As Americans head to the polls, the close race between Kamala Harris and Donald Trump could have major implications for global climate efforts. While climate change has not dominated the campaign, the election outcome could influence the U.S.’s role in fighting global warming, particularly as recent hurricanes hit the southeastern U.S. hard.

Trump has pledged to withdraw the U.S. from the Paris Agreement, as he did briefly during his first term, and there's speculation he may even consider pulling the U.S. from the United Nations Framework Convention on Climate Change (UNFCCC), the founding treaty of the UN climate talks. However, legal experts are divided on whether he could do this without Senate approval and what it would mean for future U.S. re-entry.

Exiting the Paris Agreement

Trump has promised to leave the Paris Agreement if elected, which would make the U.S. one of only four countries not part of the accord. When Trump withdrew from the agreement in 2019, the U.S. officially left for a brief period until Biden rejoined it in early 2021. Under Trump, the U.S. could again exit the agreement a year after filing, leaving the world's second-largest emitter without an obligation to submit a national climate plan every five years.

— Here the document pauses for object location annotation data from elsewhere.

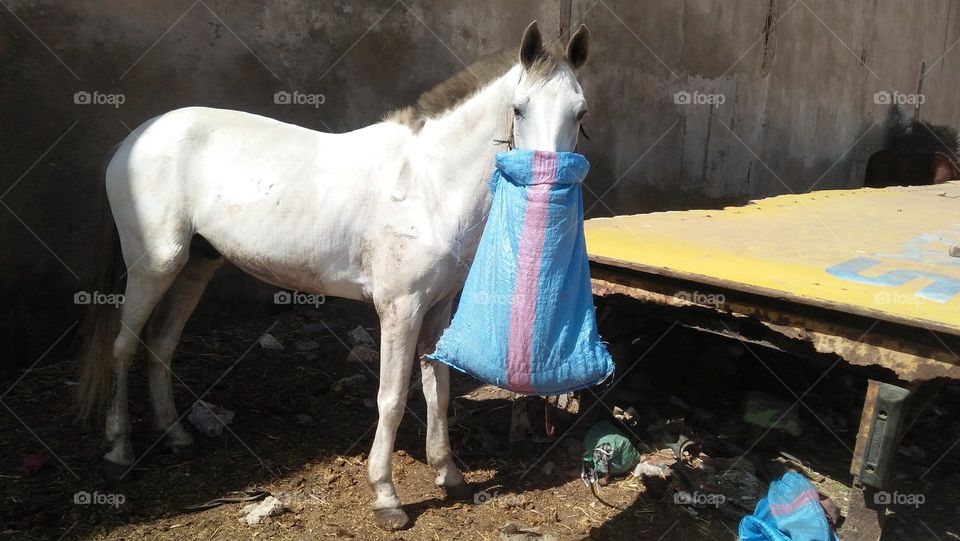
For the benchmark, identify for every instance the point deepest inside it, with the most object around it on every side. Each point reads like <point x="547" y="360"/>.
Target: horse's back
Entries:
<point x="278" y="200"/>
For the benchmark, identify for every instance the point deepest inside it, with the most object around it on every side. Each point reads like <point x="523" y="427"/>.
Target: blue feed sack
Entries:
<point x="526" y="320"/>
<point x="790" y="511"/>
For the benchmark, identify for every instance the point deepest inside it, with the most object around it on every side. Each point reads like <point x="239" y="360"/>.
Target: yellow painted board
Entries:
<point x="883" y="251"/>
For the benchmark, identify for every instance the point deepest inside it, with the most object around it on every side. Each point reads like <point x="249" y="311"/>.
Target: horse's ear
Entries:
<point x="531" y="47"/>
<point x="579" y="47"/>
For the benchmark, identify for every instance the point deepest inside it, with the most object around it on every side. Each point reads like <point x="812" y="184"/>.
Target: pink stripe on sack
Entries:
<point x="781" y="509"/>
<point x="529" y="255"/>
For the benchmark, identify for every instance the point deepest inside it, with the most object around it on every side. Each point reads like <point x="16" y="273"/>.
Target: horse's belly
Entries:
<point x="294" y="268"/>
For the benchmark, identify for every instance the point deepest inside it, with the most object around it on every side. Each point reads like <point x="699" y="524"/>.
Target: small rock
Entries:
<point x="306" y="345"/>
<point x="209" y="419"/>
<point x="304" y="419"/>
<point x="349" y="382"/>
<point x="32" y="464"/>
<point x="267" y="341"/>
<point x="363" y="354"/>
<point x="314" y="328"/>
<point x="256" y="512"/>
<point x="360" y="336"/>
<point x="516" y="531"/>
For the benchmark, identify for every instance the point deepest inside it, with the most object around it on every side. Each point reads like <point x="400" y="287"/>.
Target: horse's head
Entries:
<point x="548" y="104"/>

Experts believe that a Trump administration's climate action plan would likely be far weaker than a Democrat-led one, which could also ease the pressure on other major emitters like China to adopt ambitious plans.

Possible Exit from the UNFCCC

Reports indicate that Trump could be under pressure to take a more drastic step: exiting the UNFCCC entirely. Unlike the Paris Agreement, which Obama entered without Senate ratification, the UNFCCC was approved almost unanimously by the Senate in 1992, raising legal questions about whether the president can withdraw from a treaty without Senate consent.

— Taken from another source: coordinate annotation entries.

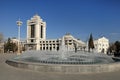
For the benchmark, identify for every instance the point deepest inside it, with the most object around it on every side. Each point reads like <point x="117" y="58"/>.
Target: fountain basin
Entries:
<point x="66" y="68"/>
<point x="74" y="63"/>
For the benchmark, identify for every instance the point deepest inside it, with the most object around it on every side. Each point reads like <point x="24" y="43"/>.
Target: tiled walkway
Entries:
<point x="11" y="73"/>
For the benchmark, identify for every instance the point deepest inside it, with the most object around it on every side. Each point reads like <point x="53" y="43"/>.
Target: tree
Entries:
<point x="1" y="37"/>
<point x="10" y="46"/>
<point x="90" y="43"/>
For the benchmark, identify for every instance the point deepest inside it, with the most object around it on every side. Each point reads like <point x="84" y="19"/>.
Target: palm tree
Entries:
<point x="90" y="43"/>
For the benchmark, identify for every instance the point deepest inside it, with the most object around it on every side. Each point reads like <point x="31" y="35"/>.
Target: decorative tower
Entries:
<point x="36" y="31"/>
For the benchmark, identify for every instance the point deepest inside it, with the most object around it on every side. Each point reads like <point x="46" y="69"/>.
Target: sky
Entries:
<point x="77" y="17"/>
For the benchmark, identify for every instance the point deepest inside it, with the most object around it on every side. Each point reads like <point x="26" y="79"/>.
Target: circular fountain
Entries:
<point x="64" y="61"/>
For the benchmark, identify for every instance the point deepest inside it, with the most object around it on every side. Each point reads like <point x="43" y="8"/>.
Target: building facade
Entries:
<point x="36" y="37"/>
<point x="101" y="45"/>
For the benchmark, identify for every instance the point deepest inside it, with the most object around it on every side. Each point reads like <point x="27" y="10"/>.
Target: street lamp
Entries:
<point x="19" y="23"/>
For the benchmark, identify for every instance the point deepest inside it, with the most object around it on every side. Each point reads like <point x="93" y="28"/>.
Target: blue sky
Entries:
<point x="78" y="17"/>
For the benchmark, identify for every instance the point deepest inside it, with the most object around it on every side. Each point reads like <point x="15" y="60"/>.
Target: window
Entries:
<point x="32" y="31"/>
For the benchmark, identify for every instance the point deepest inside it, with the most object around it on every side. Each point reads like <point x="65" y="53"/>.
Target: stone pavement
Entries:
<point x="11" y="73"/>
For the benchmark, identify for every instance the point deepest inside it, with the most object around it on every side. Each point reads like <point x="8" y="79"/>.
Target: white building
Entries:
<point x="36" y="37"/>
<point x="101" y="45"/>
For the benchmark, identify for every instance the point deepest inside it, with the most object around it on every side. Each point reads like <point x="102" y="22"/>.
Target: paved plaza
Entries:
<point x="11" y="73"/>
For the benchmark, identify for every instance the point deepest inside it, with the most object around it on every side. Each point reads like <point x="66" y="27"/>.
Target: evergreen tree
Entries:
<point x="90" y="43"/>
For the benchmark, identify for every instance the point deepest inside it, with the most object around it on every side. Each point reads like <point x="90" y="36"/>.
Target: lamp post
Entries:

Former Obama climate adviser Nathaniel Keohane noted that leaving the UNFCCC would have more profound consequences for U.S. interests than exiting the Paris Agreement. David Waskow of the World Resources Institute argued that, even if the U.S. left, it could still engage with climate efforts indirectly, similar to its participation in the UN Biodiversity Convention, which it never ratified.

Todd Stern, former U.S. climate envoy, doubted Trump would pursue an exit from the UNFCCC, questioning if it would even be legal under U.S. law. The Senate's backing in 1992 might mean a future president wouldn't need further approval to rejoin, but this is uncertain.

Impact on the UNFCCC Budget and U.S. Influence

Leaving the UNFCCC could weaken the organization financially, as the U.S. contributes about 20% of its budget. Without U.S. funding, China would become the largest funder, reshaping the dynamic of international climate discussions. If the U.S. were to leave the UNFCCC, it would attend COP summits as an observer, not as a party to the convention, limiting its influence in negotiations and diminishing its role in global climate discussions.

Keohane warned that a U.S. exit would severely restrict its ability to shape UNFCCC and COP discussions on climate action, fundamentally reducing its role in international climate policy.